“Have you talked to Mom?” she asked, chewing on the inside of her cheek. Could he tell the way her voice hitched? The problem about being the human embodiment of a mood swing was that Margot couldn’t hide her emotions to save her life. Lying to him was out of the question. She’d orchestrated this so that she wouldn’t have to lie. At least, not to anyone’s face.
“Sort of,” her dad bristled. “I left her a voicemail and then got a text saying she had no idea you were coming for the summer, and if she had, she wouldn’t have booked a two-month hiking trip down the Appalachian Trail.”
“That’s so weird because—”
“Tell me the truth, Gogo,” he said. “Why did I get forwarded to a hotel concierge named Giuseppe when I called your school office?”
“Because I’m in Italy.”
Even 4,300 miles away, she knew the way his eyebrows would worry together, creased down the middle in a wrinkle that never fully went away. “Little Italy?”
Margot picked at her bottom lip, flaking off bits of pigment. “No, uh, the big one.”
Someone on the other end honked—probably at her dad for stopping, stunned, in the middle of the street, if she had to guess. It was like the cogs started spinning in his head again. “Dr. Hunt’s excavation. You went to Pompeii even when I told you not to. I knew sending you to that boarding school was a huge mistake.”
“Dad, I—”
“I can’t believe you would do this, let alone how you managed to pull it off.”
It was, Margot wagered, a rhetorical question. Her dad didn’t really want to know that she’d forged his signature on the permission slip so that she could turn it in on time. Or that she’d signed up for a part-time job at the campus coffee shop, spending her evenings brewing vanilla lattes for tired-eyed seniors and saving every cent so that she could afford her plane ticket without asking him to help pay.
He was the whole reason she was here in the first place. If the Vase of Venus Aurelia could make everyone love Margot, that had to include Rupert Rhodes.
“I earned this spot, Dad.” Much to the chagrin of the blonde-haired brownnoser conveniently eavesdropping on this conversation from the other side of the room. Margot dropped her voice, just for good measure. “It’s not just a phase this time.”

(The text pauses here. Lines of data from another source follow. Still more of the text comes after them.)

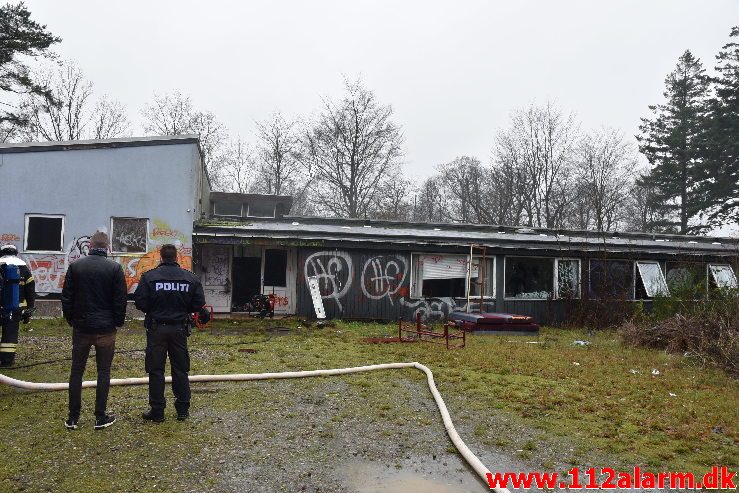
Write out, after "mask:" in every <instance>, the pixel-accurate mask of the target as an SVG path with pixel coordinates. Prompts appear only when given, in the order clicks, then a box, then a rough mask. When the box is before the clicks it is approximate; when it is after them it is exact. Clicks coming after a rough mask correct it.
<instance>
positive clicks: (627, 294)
mask: <svg viewBox="0 0 739 493" xmlns="http://www.w3.org/2000/svg"><path fill="white" fill-rule="evenodd" d="M633 286H634V267H633V264H632V262H629V261H627V260H591V261H590V289H589V295H590V297H591V298H617V299H632V293H633V291H632V289H633Z"/></svg>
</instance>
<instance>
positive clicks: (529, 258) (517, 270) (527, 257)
mask: <svg viewBox="0 0 739 493" xmlns="http://www.w3.org/2000/svg"><path fill="white" fill-rule="evenodd" d="M553 291H554V259H551V258H534V257H506V259H505V296H506V298H519V299H529V300H543V299H547V298H550V297H551V296H552V293H553Z"/></svg>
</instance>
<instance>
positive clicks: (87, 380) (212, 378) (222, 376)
mask: <svg viewBox="0 0 739 493" xmlns="http://www.w3.org/2000/svg"><path fill="white" fill-rule="evenodd" d="M401 368H415V369H417V370H420V371H422V372H423V373H424V374H425V375H426V382H427V383H428V386H429V390H430V391H431V395H432V396H433V397H434V401H435V402H436V407H438V408H439V413H441V418H442V420H443V422H444V428H446V432H447V434H448V435H449V438H450V439H451V440H452V443H453V444H454V446H455V447H456V448H457V450H458V451H459V453H460V455H461V456H462V457H463V458H464V460H465V461H467V463H468V464H469V465H470V467H472V469H474V471H475V472H476V473H477V474H478V475H479V476H480V478H482V480H483V482H484V483H485V484H488V474H491V472H490V470H489V469H488V468H487V467H486V466H485V464H483V463H482V461H480V459H478V458H477V456H476V455H475V454H473V453H472V451H471V450H470V449H469V447H467V445H466V444H465V443H464V441H463V440H462V438H461V437H460V436H459V433H457V430H456V429H455V428H454V424H453V423H452V418H451V416H449V411H448V410H447V407H446V404H444V399H442V398H441V394H440V393H439V390H438V389H437V388H436V383H435V382H434V374H433V373H432V372H431V370H430V369H429V368H428V367H426V366H424V365H422V364H421V363H418V362H413V363H385V364H380V365H367V366H355V367H350V368H334V369H328V370H305V371H285V372H276V373H232V374H225V375H190V377H189V378H190V382H243V381H248V380H277V379H285V378H306V377H329V376H336V375H348V374H351V373H361V372H366V371H375V370H396V369H401ZM165 382H166V383H171V382H172V377H166V378H165ZM148 383H149V378H148V377H139V378H113V379H111V380H110V385H111V386H113V385H116V386H118V385H146V384H148ZM0 384H5V385H9V386H11V387H15V388H18V389H22V390H37V391H39V390H40V391H55V390H67V389H68V388H69V383H37V382H26V381H24V380H18V379H16V378H12V377H9V376H7V375H3V374H2V373H0ZM96 385H97V382H96V381H95V380H86V381H84V382H82V388H91V387H95V386H96ZM493 491H495V492H496V493H510V492H509V490H508V489H507V488H494V489H493Z"/></svg>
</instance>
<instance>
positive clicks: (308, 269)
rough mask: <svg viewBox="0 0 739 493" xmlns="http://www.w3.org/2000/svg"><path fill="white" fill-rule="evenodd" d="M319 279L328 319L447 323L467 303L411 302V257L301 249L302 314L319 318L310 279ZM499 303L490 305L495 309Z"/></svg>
mask: <svg viewBox="0 0 739 493" xmlns="http://www.w3.org/2000/svg"><path fill="white" fill-rule="evenodd" d="M309 276H316V277H317V278H318V281H319V286H320V289H321V295H322V296H323V305H324V308H325V310H326V316H327V317H328V318H348V319H378V320H397V319H398V318H399V317H403V318H404V319H405V320H413V319H415V316H416V313H420V314H421V315H422V316H424V317H425V318H429V319H441V318H445V317H446V316H447V315H448V314H449V313H450V312H451V311H454V310H455V309H461V308H464V303H465V300H458V299H457V300H455V299H452V298H427V299H420V300H419V299H410V298H409V294H410V277H411V254H410V252H398V251H390V250H374V251H372V250H348V249H331V250H317V249H301V250H300V251H299V253H298V283H297V288H298V289H297V296H298V306H297V313H298V314H299V315H302V316H306V317H311V318H312V317H314V312H313V301H312V300H311V296H310V292H309V290H308V285H307V282H306V278H307V277H309ZM493 308H494V303H491V304H490V305H488V306H486V309H488V310H490V309H493Z"/></svg>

“It’s always something with you. But this is too far, Gogo. I’m booking you a plane ticket home.”
“You can’t be serious.”
“Of course I can. I can’t be anything but serious right now. I wish you would try it. You’re just like your mom sometimes.” Another agitated breath blew into the speaker, crackling on Margot’s end of the line. “The second you’re back on American soil, you’re grounded for the next century.”
Margot sank onto the windowsill. The phone’s sticky beige cord wrapped around her as she leaned her chin into her hand. The last dregs of evening sun splashed everything in Aperol orange. Aperol she still wasn’t legally allowed to drink until the end of summer (the drinking age in Italy was eighteen!), but she wouldn’t be here by then if her dad had his way. There was a whoosh of air on his side, and Margot could practically feel the bite of the air-conditioning in his downtown office. She was running out of time to convince him.
Clutching the receiver so hard her fingers felt like they might snap off, Margot pleaded, “I’m working on this really important research project that will be completely life-changing. If you just let me stay. Two weeks, even. One week. Dad, I promise—I’ll never leave my dishes in the sink ever again.”
“What’s that? Hold on.” There was a rustle, the sound of him covering the phone with his hand, and a hushed back and forth. “Margot, I’ve got to run. Client emergency. I’m buying you a ticket. You’re coming home. Not next week. Now. End of conversation.”
It always was. Because nothing Margot did was ever enough for him.
For the last six years, it had only been the two of them. Her mom vanished after enough shouting matches to leave them all feeling battered and bruised, and her dad became the single father of an only daughter. He was the one person she could hold on to, but he’d retreated into his work, out of reach when she needed him most.
Before the divorce, he’d always known how to calm her down with two hands on her shoulders, their foreheads pressed together like maybe he could transfer some of his cool-tempered tendencies to her through osmosis. She couldn’t help but laugh when his eyes blurred together up close.
But lately, it was like they were constantly speaking different languages. He was always running around town, busying his days with buyer calls and his nights with paperwork. These days, the only time he made for her was to tell her she was messing something up or overreacting.
Margot knew her dad better than anyone else—how he took his coffee, how he swore there was a left and right sock, how he refused to watch movies with sad endings—but it was like he didn’t know her at all. Or, worse, he did, and still didn’t love her.
The Vase of Venus Aurelia could fix that. Would fix that. It had to.
Suki and Astrid watched expectantly as Margot set the phone back on its receiver.
“So?” Suki prompted.
There was really only one thing to do. Margot forced a smile that definitely didn’t reach her eyes. A pathetic excuse for a lie. “Looks like you’re stuck with me.”
3
Margot couldn’t sleep, and it had nothing to do with Astrid snoring like a Weedwacker.